La Sirène ne répond pas tout de suite, préférant observer de ses yeux félins les deux créatures terrestres qui l’ont intriguées. Le plus en retrait des deux est méfiant, elle peut le sentir à ses pensées comme à son attitude. Encre ne peut s’empêcher de trouver cela comique, qu’un mâle la craigne... bien que cela soit naturel, au vu des appétits de ses soeurs. Un sourire un peu tordu, un peu métallique soulève les coins de la gueule de la Famélique. Sa nature si typiquement taquine et un peu mauvaise se délecte de cette crainte irraisonnée, la boit comme du nectar quelques instants. Lasse de tenir ainsi sur sa nageoire et ses paumes, la Sirène se retourne, dos sur le sable comme un chat qui vous inviterait à venir lui gratter le ventre pour vous mieux pouvoir vous griffer. Un ronronnement animal, grotesque et qu’elle veut apaisant s’échappe de ses cordes vocales.

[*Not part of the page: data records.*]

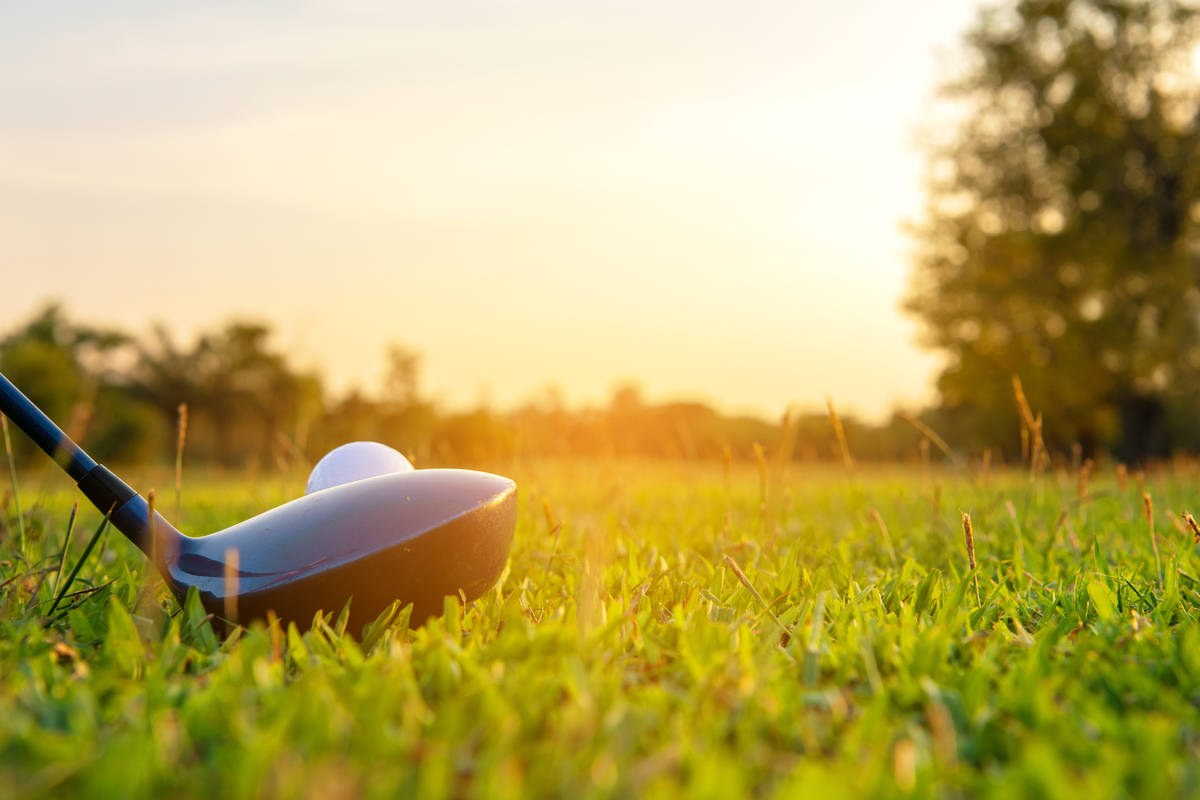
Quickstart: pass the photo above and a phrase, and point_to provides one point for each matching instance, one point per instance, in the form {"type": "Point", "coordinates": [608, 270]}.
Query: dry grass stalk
{"type": "Point", "coordinates": [928, 433]}
{"type": "Point", "coordinates": [969, 536]}
{"type": "Point", "coordinates": [151, 495]}
{"type": "Point", "coordinates": [763, 480]}
{"type": "Point", "coordinates": [762, 601]}
{"type": "Point", "coordinates": [840, 433]}
{"type": "Point", "coordinates": [180, 439]}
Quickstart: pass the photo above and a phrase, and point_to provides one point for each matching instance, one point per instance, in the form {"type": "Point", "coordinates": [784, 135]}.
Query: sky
{"type": "Point", "coordinates": [706, 198]}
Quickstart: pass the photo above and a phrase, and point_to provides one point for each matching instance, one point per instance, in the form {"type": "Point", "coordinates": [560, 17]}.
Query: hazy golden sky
{"type": "Point", "coordinates": [705, 197]}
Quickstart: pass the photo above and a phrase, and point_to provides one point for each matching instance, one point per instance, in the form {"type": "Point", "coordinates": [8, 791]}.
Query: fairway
{"type": "Point", "coordinates": [663, 629]}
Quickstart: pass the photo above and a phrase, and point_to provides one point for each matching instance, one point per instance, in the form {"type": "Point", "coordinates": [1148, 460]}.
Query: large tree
{"type": "Point", "coordinates": [1060, 234]}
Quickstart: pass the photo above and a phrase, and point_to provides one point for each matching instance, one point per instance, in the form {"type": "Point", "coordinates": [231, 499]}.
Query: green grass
{"type": "Point", "coordinates": [625, 656]}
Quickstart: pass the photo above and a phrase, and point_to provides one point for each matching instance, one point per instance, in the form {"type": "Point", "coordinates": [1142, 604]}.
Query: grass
{"type": "Point", "coordinates": [661, 630]}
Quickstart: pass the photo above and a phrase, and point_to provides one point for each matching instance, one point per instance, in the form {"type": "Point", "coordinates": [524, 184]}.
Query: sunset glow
{"type": "Point", "coordinates": [706, 198]}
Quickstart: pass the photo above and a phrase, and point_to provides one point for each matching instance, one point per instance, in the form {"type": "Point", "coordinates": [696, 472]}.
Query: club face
{"type": "Point", "coordinates": [415, 537]}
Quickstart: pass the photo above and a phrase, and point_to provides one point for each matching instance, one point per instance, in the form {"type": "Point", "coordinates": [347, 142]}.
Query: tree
{"type": "Point", "coordinates": [1059, 240]}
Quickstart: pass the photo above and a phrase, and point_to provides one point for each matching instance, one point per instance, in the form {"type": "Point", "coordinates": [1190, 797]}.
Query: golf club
{"type": "Point", "coordinates": [414, 536]}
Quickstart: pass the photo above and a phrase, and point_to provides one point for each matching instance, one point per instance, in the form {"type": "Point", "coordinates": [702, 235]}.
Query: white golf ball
{"type": "Point", "coordinates": [353, 462]}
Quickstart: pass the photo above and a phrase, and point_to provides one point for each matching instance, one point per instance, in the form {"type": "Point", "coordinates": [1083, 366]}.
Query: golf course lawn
{"type": "Point", "coordinates": [663, 630]}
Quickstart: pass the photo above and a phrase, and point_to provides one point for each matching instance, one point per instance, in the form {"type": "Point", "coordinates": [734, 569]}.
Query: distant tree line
{"type": "Point", "coordinates": [249, 405]}
{"type": "Point", "coordinates": [1061, 238]}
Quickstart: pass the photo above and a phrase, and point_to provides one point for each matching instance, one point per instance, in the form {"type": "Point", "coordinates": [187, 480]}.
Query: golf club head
{"type": "Point", "coordinates": [417, 537]}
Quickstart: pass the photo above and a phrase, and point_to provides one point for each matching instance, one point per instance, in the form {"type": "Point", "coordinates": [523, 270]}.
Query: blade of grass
{"type": "Point", "coordinates": [75, 571]}
{"type": "Point", "coordinates": [66, 543]}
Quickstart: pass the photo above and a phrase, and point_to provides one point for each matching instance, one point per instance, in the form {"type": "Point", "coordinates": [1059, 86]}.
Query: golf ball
{"type": "Point", "coordinates": [353, 462]}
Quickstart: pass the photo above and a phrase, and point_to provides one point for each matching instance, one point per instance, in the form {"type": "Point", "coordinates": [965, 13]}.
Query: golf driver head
{"type": "Point", "coordinates": [417, 537]}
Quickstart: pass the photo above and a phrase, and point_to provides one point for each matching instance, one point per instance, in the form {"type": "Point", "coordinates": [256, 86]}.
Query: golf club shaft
{"type": "Point", "coordinates": [107, 492]}
{"type": "Point", "coordinates": [43, 432]}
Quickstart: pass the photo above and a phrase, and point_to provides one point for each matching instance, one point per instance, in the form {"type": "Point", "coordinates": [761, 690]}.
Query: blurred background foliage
{"type": "Point", "coordinates": [250, 408]}
{"type": "Point", "coordinates": [1060, 239]}
{"type": "Point", "coordinates": [1060, 242]}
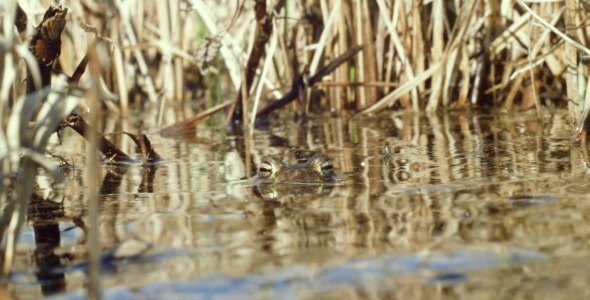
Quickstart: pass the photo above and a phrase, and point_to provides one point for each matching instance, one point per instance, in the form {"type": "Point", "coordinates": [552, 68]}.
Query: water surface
{"type": "Point", "coordinates": [482, 205]}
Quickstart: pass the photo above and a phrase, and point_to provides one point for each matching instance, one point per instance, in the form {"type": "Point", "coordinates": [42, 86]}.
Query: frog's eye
{"type": "Point", "coordinates": [265, 169]}
{"type": "Point", "coordinates": [327, 167]}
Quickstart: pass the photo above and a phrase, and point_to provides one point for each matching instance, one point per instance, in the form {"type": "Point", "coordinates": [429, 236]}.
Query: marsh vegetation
{"type": "Point", "coordinates": [459, 124]}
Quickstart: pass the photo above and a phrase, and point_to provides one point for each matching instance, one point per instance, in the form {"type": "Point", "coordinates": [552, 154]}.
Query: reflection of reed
{"type": "Point", "coordinates": [467, 181]}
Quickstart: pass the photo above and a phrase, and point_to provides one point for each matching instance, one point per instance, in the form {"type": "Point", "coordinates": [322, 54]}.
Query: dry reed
{"type": "Point", "coordinates": [439, 55]}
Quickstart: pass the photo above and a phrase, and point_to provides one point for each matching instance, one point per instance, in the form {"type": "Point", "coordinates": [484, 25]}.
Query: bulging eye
{"type": "Point", "coordinates": [265, 169]}
{"type": "Point", "coordinates": [327, 168]}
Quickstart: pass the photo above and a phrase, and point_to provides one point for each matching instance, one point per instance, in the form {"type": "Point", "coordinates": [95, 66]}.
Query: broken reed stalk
{"type": "Point", "coordinates": [45, 49]}
{"type": "Point", "coordinates": [110, 150]}
{"type": "Point", "coordinates": [299, 85]}
{"type": "Point", "coordinates": [264, 24]}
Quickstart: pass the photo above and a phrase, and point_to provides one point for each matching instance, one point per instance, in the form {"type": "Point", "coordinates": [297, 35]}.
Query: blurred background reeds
{"type": "Point", "coordinates": [184, 57]}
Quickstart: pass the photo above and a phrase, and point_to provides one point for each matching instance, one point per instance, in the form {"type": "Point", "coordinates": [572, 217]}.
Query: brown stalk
{"type": "Point", "coordinates": [298, 82]}
{"type": "Point", "coordinates": [263, 33]}
{"type": "Point", "coordinates": [110, 150]}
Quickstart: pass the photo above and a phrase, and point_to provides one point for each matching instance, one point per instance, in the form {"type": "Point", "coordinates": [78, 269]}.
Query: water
{"type": "Point", "coordinates": [461, 205]}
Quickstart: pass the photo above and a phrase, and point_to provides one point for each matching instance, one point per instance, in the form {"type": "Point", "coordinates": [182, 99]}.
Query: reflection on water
{"type": "Point", "coordinates": [430, 206]}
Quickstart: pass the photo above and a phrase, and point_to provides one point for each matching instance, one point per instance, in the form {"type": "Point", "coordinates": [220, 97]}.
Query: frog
{"type": "Point", "coordinates": [316, 169]}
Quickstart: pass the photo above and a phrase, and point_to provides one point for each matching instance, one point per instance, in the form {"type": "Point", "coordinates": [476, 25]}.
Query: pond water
{"type": "Point", "coordinates": [463, 205]}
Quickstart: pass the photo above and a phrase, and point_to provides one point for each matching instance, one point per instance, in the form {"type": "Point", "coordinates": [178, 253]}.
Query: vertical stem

- Currrriosité. Finit-elle par laisser échapper d’une voix modifiée par son ronronnement alors que ses cheveux s’agitent, jouent avec le sable. Ainsi allongée, elle garde un oeil sur les humains mais peut admirer également la voûte sanglante du ciel. Les vagues s’avancent, reculent, chatouillant ainsi ses flancs écailleux. En être primaire, rudimentaire qu’elle est, elle ne s’inquiète guère de la menace que pourraient représenter les deux, préférant se préoccuper des sensations simples mais réconfortantes qui affluent. Alors que son regard quitte le ciel pour se poser sur le moins farouche des deux inconnus, sa voix résonne une fois encore :

- Mon nom est Encre. Encre la Famélique.

Un rire profond suit sa réplique. Ses deux yeux jaunes viennent se poser sur l’autre humain, celui dont l’esprit n’est pas embrumé par quelque chose qu’elle ne peut nommer.

- Je ne suis pas en chasse ce soir. Et même si je l’étais... vous ne m’intéresseriez pas.

Simple constatation, triste constatation. Mais Encre n’est pas manipulatrice, elle aime dire les choses telles qu’elles le sont.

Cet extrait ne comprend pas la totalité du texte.